Jane Lynch: Gleefully funny

Women's Impact Report: Class Actors

Not since Steve Carell introduced the bumbling Michael Scott on NBC’s “The Office” has an actor inhabited a comic role as thoroughly as Jane Lynch does the ruthless Sue Sylvester on Fox’s “Glee.” Her success can be measured many ways, including her recent Emmy as best supporting actress in a comedy series.

Lynch credits the show’s writers for the strange appeal of Sue, the scheming, drill-sergeant-like cheerleading coach at William McKinley High School. But viewers know that without Lynch, Sue would fall flat.

“Sue is a warrior and always looking for a fight — and if there isn’t one, she’ll find one,” the actress says of her TV alter ego.

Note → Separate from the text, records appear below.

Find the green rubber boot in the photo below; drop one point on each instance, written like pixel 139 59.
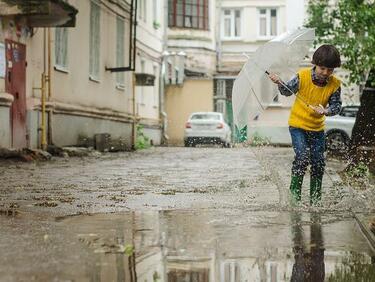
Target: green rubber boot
pixel 296 187
pixel 315 189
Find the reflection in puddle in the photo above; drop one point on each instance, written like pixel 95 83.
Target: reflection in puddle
pixel 225 247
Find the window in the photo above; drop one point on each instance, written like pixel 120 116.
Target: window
pixel 120 61
pixel 94 41
pixel 156 92
pixel 188 13
pixel 143 70
pixel 61 48
pixel 231 26
pixel 267 22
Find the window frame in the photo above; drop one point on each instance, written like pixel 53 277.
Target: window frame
pixel 232 18
pixel 61 44
pixel 268 18
pixel 200 5
pixel 94 43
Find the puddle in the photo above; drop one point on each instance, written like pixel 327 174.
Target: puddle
pixel 179 246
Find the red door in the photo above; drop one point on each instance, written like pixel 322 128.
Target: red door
pixel 16 85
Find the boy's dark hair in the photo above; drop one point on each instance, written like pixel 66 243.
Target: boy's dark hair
pixel 327 56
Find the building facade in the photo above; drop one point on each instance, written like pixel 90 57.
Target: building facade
pixel 244 26
pixel 97 81
pixel 190 62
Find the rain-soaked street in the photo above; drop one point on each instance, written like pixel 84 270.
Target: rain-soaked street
pixel 180 214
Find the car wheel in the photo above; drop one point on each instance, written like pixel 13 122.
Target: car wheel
pixel 337 142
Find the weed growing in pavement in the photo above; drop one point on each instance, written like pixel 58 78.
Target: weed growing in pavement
pixel 142 142
pixel 258 140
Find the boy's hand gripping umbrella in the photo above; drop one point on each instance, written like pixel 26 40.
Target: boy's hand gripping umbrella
pixel 253 91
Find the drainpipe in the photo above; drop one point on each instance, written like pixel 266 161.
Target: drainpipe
pixel 134 125
pixel 163 114
pixel 49 137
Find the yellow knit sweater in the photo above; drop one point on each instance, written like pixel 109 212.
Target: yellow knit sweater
pixel 301 116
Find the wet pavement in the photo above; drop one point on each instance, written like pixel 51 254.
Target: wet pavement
pixel 180 214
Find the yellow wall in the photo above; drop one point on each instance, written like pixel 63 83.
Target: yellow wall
pixel 180 102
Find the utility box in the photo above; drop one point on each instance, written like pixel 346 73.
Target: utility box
pixel 102 142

Yet there’s another, more human side to Sue, one best glimpsed in the scenes Lynch shares with Robin Trocki, who plays Sue’s sister, Jean. “I wondered what hurt Sue to make her so mean,” Lynch says. “I figured it was something that happened in high school, because she’s so conscious of the pecking order. But the writers came up with her having a sister with Down syndrome and how the anger came from the way her sister was treated. So she’s out to avenge that hurt, which hurt her as well. And we see more of that in the new season, when our mother — played by Carol Burnett — comes back. She’s a Nazi hunter who abandoned her kids 40 years ago. ”

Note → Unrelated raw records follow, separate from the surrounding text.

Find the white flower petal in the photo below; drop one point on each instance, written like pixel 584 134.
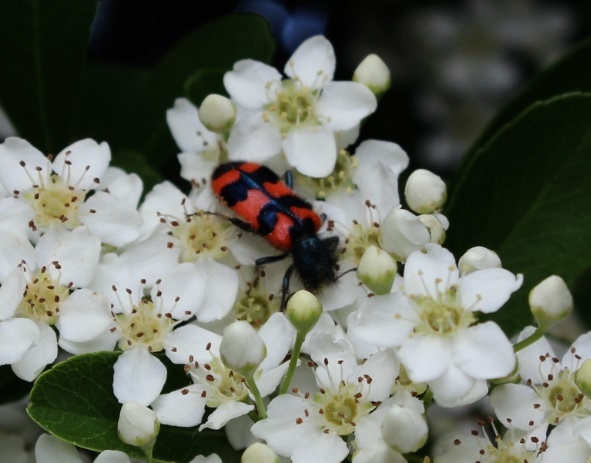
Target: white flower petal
pixel 38 356
pixel 190 343
pixel 49 449
pixel 17 336
pixel 113 221
pixel 13 176
pixel 181 290
pixel 484 352
pixel 84 315
pixel 383 321
pixel 425 357
pixel 11 293
pixel 77 252
pixel 324 447
pixel 429 273
pixel 248 83
pixel 311 150
pixel 188 131
pixel 82 163
pixel 253 139
pixel 517 403
pixel 345 104
pixel 138 377
pixel 454 388
pixel 224 413
pixel 313 62
pixel 488 289
pixel 184 407
pixel 222 288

Those unfamiliar with Lynch from “Glee” are likely to recognize her from elsewhere on the tube; she seems to have been on every major series. She even earned a second Emmy nomination this year for her recurring guest-starring role as Charlie Sheen’s tough therapist on the CBS sitcom “Two and a Half Men.” And her bigscreen appearances, though less frequent, are just as memorable: She played the uninhibited store manager Paula in “The 40-Year-Old Virgin” and has been part of Christopher Guest’s droll ensemble in pics like “Best in Show” and “A Mighty Wind.”

Lynch acknowledges that all her characters share commonalities. “I think it’s that arrogance, that belief in themselves,” she says. “They’re pretty darn secure and confident of their own appeal.”